The booklet, written by the Disabled Students’ Commission (DSC), the independent and strategic group established in March this year and funded by the Office for Students (OfS), is the result of a series of four recent roundtables events held during June 2020. The roundtables explored the areas of clearing, blended learning and transition and induction. The fourth roundtable was specifically targeted capturing the views of disabled students themselves.
The DCS Chair, Professor Geoff Layer, Vice-Chancellor of the University of Wolverhampton said, “Our role as a Commission is to identify and promote approaches which work well for disabled students.
“These roundtables have flushed out important issues, and it’s particularly important to listen to what disabled students are telling us about their experience and how we can work with them so that they have a positive experience of higher education.
“There are now just three months before the new academic year starts. There is a need for urgency to ensure that the disabled student experience is addressed as campuses re-open, particularly in view of the additional challenges of social distancing and other measures required to reduce the threat of the virus.
“The sector now has a real opportunity to build on its pandemic response to date and to make a difference to the experience of disabled students and I’m confident it will.”

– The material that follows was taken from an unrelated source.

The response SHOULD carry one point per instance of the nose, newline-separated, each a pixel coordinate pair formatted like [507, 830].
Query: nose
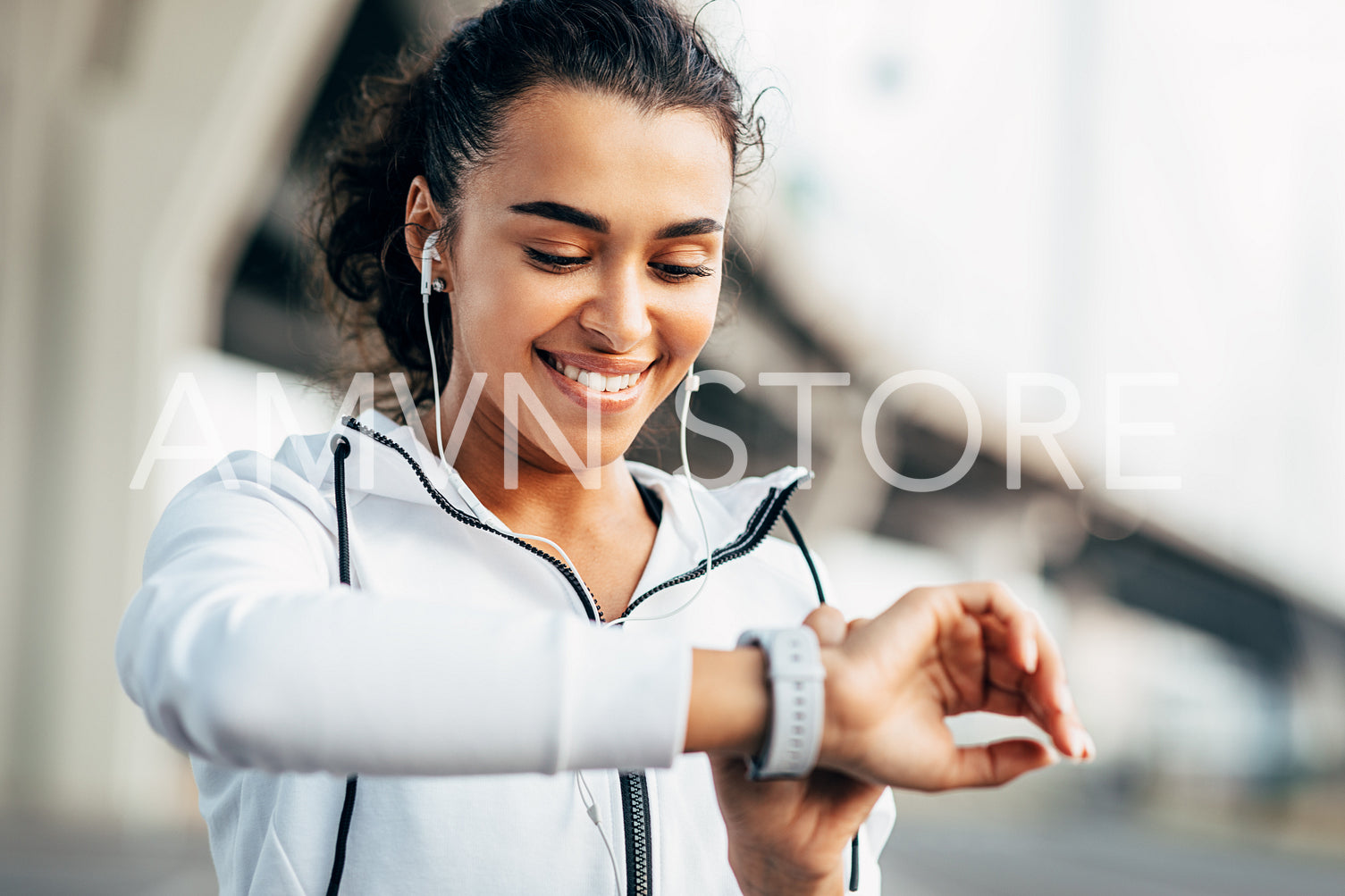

The booklet highlights seven key areas of challenge for institutions and policy makers to address:
- Provide disabled applicants with support and guidance that is reflective of the COVID-19 pandemic in the clearing process
- Ensure ease of access to funding for individual level reasonable adjustment
- Ensure student support meets and considers the requirements of disabled students during the pandemic
- Consider disabled students when making university campuses and accommodation COVID-19 secure
- Facilitate disabled students’ participation in welcome and induction weeks and ongoing social activities
- Ensure blended learning is delivered inclusively and its benefits are considered in long-term planning
- Embed accessibility as standard across all learning platforms and technologies.
Read the full booklet: Three months to make a difference
Longer term issues, such as the information that disabled students are required to provide to access reasonable adjustments and Disabled Students’ Allowances, during the roundtables. Over the coming months the DSC will be identifying further areas for where it can support the sector in taking action to improve disabled students experience.